President Teddy Roosevelt appointed him to the National Conservation Commission in 1908, and it was Mackenzie, then manager of the Brazil Land, Cattle and Packing Company, with whom Roosevelt stayed when he visited Brazil in 1913.

Biography
MacKenzie was born near Tain, Ross-shire, Scotland, where he attended parish school and graduated from the Tain Royal Academy in 1869. He served in a law office and in the British Linen Bank, then as factor for Sir Charles Ross's estate at Balnagown Castle. He married Isabella Stronach MacBain in 1876 and fathered five children with her. Among these was his son, David G. (Dode) MacKenzie, who, in December 1909, was shot (possibly murdered) in LeBeau, South Dakota, while also working for Matador. 
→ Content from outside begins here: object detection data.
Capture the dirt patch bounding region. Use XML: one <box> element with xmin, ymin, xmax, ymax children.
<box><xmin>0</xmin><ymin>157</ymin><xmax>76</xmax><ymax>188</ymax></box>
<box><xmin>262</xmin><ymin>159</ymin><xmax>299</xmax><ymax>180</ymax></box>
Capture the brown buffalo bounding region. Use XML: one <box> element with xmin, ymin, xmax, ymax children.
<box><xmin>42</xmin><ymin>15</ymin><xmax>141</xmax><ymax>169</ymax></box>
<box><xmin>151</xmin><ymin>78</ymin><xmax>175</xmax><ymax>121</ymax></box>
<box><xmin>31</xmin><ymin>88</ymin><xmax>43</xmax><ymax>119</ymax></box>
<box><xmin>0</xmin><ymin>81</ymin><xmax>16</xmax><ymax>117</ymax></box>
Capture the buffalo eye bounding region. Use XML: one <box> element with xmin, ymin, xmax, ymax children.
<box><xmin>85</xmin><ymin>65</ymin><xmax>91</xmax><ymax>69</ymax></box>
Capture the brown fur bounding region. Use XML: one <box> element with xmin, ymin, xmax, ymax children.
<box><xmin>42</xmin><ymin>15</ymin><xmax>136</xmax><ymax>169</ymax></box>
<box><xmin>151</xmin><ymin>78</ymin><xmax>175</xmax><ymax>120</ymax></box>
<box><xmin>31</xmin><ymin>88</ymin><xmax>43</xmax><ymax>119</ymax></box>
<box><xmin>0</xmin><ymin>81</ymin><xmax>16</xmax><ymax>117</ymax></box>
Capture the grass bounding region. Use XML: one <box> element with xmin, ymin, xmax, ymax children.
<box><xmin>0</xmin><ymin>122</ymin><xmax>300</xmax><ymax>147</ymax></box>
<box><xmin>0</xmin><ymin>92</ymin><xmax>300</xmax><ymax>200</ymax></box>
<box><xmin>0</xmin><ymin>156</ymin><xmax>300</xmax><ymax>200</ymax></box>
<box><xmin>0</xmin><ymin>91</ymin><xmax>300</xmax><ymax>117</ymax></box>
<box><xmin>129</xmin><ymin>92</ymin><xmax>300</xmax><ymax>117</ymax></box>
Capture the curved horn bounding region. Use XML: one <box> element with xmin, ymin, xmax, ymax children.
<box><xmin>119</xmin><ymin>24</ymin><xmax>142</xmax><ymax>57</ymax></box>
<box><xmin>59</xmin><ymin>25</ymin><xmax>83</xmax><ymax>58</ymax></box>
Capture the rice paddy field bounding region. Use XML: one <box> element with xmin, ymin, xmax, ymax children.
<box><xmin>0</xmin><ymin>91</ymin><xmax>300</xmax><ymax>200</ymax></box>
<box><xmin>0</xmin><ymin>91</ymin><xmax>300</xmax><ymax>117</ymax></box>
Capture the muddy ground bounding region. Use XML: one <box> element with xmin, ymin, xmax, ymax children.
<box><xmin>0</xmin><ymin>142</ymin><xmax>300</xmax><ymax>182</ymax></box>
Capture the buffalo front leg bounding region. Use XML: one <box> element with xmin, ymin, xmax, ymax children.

He sailed to the United States in 1885 to accept an offer to manage the Prairie Land and Cattle Company in Trinidad, Colorado. After becoming a naturalized citizen, he was elected mayor of Trinidad in 1891, before accepting the directorship at Matador.

He died, aged 89, in 1939 in Denver, Colorado, where he is buried.

The town of Murdo, South Dakota was named for Mackenzie.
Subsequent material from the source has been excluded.